In the summer of 1926, Saratoga Springs stood at the height of its fame — and perhaps at the height of its contradictions.
The city was America’s most celebrated summer resort. Railroad magnates, Wall Street financiers, politicians, bookmakers, actresses, sportsmen, and socialites crowded Broadway beneath the elms. Luxury automobiles rolled past the great hotels. Airplanes carrying wealthy visitors occasionally descended nearby, symbols of a modern age arriving at full speed. The verandas of the Grand Union and United States Hotel glittered with jewelry, linen suits, cigars, cocktails, and gossip.
But beneath Saratoga’s elegant surface lay a parallel city — a wide open world of gambling rooms, political accommodations, protected vice, speakeasies, and quiet understandings between criminals and public officials.
By 1926, many residents had come to believe that the machinery of government itself had become entangled with Saratoga’s gambling economy. That summer, the city’s long-running balancing act between glamour and lawlessness began to collapse.

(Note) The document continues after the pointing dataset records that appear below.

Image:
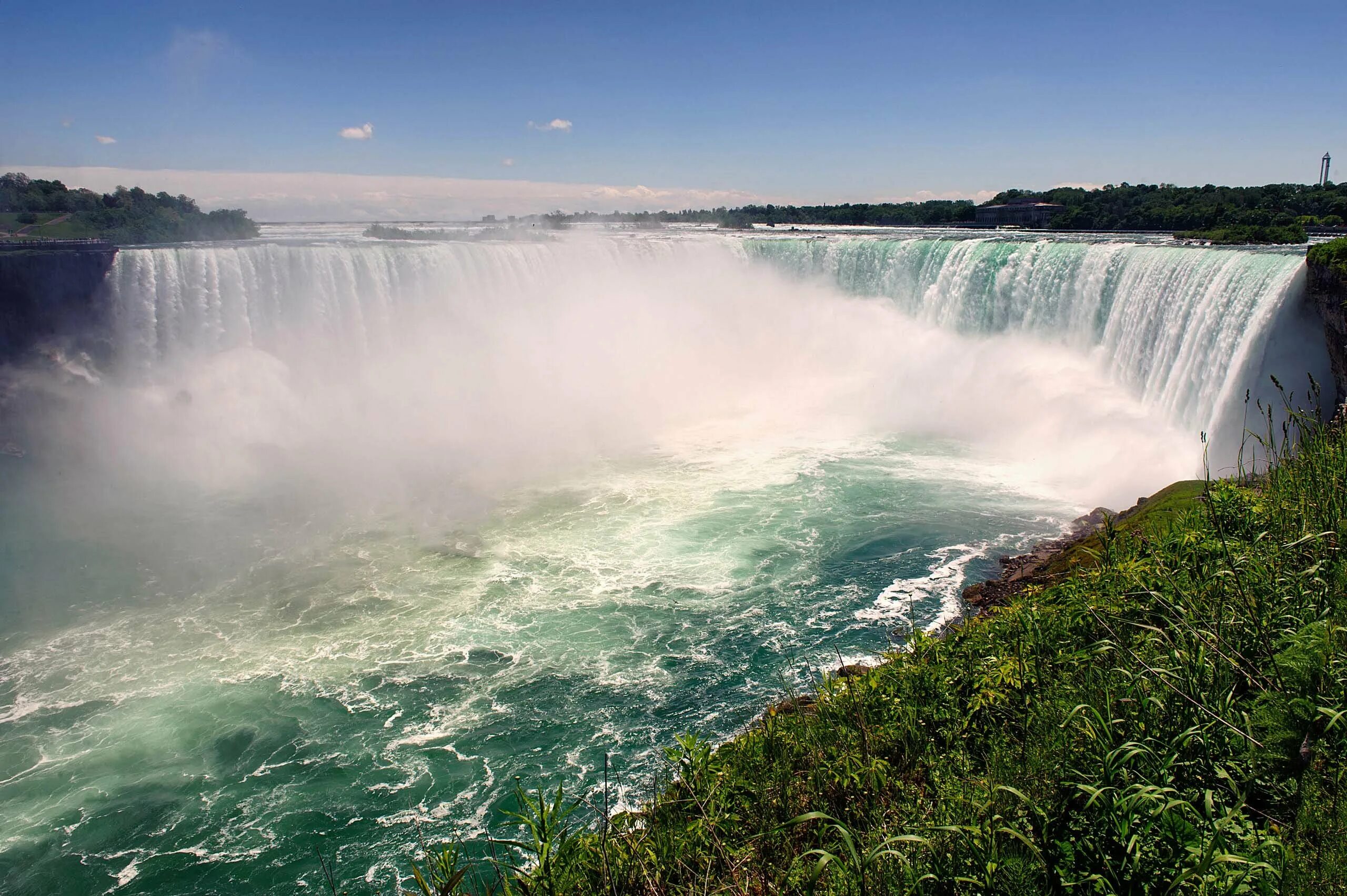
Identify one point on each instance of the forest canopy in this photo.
(123, 216)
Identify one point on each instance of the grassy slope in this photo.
(1170, 717)
(68, 229)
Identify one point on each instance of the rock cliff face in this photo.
(1326, 287)
(53, 293)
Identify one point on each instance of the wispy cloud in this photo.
(193, 54)
(556, 124)
(355, 197)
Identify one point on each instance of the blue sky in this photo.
(786, 102)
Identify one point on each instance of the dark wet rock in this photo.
(792, 705)
(853, 670)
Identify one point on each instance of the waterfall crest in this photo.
(1183, 328)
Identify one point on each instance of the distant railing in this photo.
(46, 243)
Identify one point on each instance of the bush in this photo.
(1333, 255)
(1249, 234)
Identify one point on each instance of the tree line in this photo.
(124, 215)
(1144, 207)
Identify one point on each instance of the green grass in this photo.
(1248, 234)
(1156, 514)
(1170, 717)
(69, 229)
(1333, 255)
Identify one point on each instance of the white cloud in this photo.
(356, 197)
(556, 124)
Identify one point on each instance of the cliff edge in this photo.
(53, 290)
(1326, 289)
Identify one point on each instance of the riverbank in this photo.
(1164, 713)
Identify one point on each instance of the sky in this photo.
(458, 109)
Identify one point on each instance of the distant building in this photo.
(1023, 212)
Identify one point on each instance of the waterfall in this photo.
(1184, 328)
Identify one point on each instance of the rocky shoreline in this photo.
(1047, 561)
(1021, 570)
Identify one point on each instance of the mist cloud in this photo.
(356, 197)
(363, 133)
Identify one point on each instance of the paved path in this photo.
(25, 231)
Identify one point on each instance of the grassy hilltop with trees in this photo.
(52, 209)
(1167, 714)
(1280, 209)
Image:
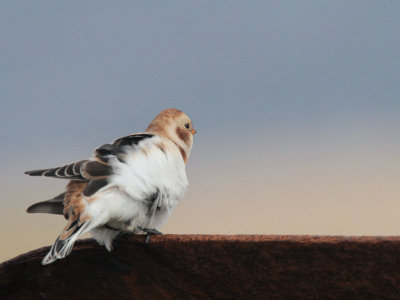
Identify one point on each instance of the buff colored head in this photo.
(175, 125)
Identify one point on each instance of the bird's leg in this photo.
(149, 232)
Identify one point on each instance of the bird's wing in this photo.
(96, 171)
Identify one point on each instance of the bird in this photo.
(130, 185)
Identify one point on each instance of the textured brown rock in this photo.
(205, 266)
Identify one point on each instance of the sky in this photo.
(296, 104)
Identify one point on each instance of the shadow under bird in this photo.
(131, 185)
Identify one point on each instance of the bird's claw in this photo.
(150, 232)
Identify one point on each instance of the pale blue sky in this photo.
(273, 87)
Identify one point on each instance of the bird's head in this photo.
(175, 125)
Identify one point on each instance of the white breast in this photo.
(146, 170)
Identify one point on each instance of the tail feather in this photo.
(71, 171)
(63, 246)
(52, 206)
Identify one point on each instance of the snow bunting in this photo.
(130, 185)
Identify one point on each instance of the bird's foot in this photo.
(150, 232)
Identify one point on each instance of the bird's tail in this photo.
(65, 241)
(52, 206)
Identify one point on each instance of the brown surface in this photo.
(205, 266)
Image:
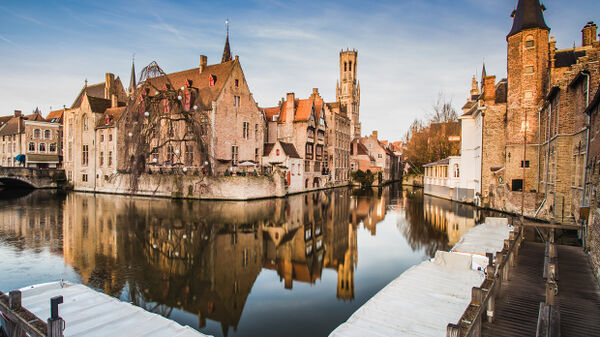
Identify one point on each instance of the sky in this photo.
(409, 51)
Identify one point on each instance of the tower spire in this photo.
(132, 83)
(226, 51)
(528, 15)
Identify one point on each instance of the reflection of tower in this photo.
(345, 286)
(348, 89)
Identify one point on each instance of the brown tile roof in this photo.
(200, 80)
(99, 104)
(111, 115)
(290, 150)
(55, 115)
(271, 112)
(94, 90)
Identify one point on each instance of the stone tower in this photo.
(527, 68)
(348, 89)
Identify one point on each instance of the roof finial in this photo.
(226, 51)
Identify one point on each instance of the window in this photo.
(189, 154)
(246, 130)
(234, 155)
(84, 155)
(529, 43)
(517, 185)
(170, 154)
(528, 69)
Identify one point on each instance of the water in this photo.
(283, 267)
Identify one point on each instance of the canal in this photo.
(298, 266)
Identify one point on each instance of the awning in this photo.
(42, 158)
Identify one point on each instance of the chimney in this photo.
(109, 85)
(203, 62)
(588, 34)
(290, 105)
(113, 101)
(489, 89)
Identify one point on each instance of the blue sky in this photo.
(409, 51)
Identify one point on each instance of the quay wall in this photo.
(194, 187)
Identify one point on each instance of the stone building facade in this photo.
(348, 90)
(29, 141)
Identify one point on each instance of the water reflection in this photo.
(204, 258)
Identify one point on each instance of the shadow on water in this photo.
(201, 262)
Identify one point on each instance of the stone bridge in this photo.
(32, 177)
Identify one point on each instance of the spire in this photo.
(528, 15)
(226, 50)
(132, 83)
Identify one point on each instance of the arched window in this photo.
(529, 42)
(85, 122)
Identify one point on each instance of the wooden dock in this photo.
(518, 302)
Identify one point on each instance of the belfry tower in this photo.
(348, 89)
(527, 69)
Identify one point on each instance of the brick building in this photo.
(29, 141)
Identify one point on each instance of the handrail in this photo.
(483, 297)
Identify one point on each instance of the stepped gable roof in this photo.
(55, 116)
(94, 90)
(528, 15)
(267, 148)
(271, 112)
(501, 91)
(567, 58)
(113, 114)
(4, 119)
(11, 127)
(99, 105)
(290, 150)
(201, 80)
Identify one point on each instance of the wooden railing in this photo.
(483, 297)
(21, 322)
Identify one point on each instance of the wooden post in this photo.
(452, 330)
(14, 299)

At the center of the growing storm stood a quiet but determined reformer named Peter A. Finley, a respected local attorney, businessman, and president of the Saratoga Taxpayers Association — a civic organization increasingly alarmed by the city’s deteriorating reputation and the apparent inability, or unwillingness, of officials to enforce the law impartially.
On July 23, 1926, Finley took the extraordinary step of writing directly to New York Governor Al Smith. His complaint was blunt, carefully documented, and explosive in its implications. Saratoga Springs, he argued, had fallen under the influence of organized gambling interests operating with political protection. Local authorities, he charged, could no longer be trusted to police themselves.
Finley’s open letter to the Governor triggered one of the most dramatic public investigations in Saratoga Springs history — a confrontation that exposed the hidden machinery beneath the city’s glittering façade. Nearly a century later, we return to that summer to understand how Saratoga arrived at its moment of reckoning, and what the struggle between power, vice, and civic conscience still reveals about the city today.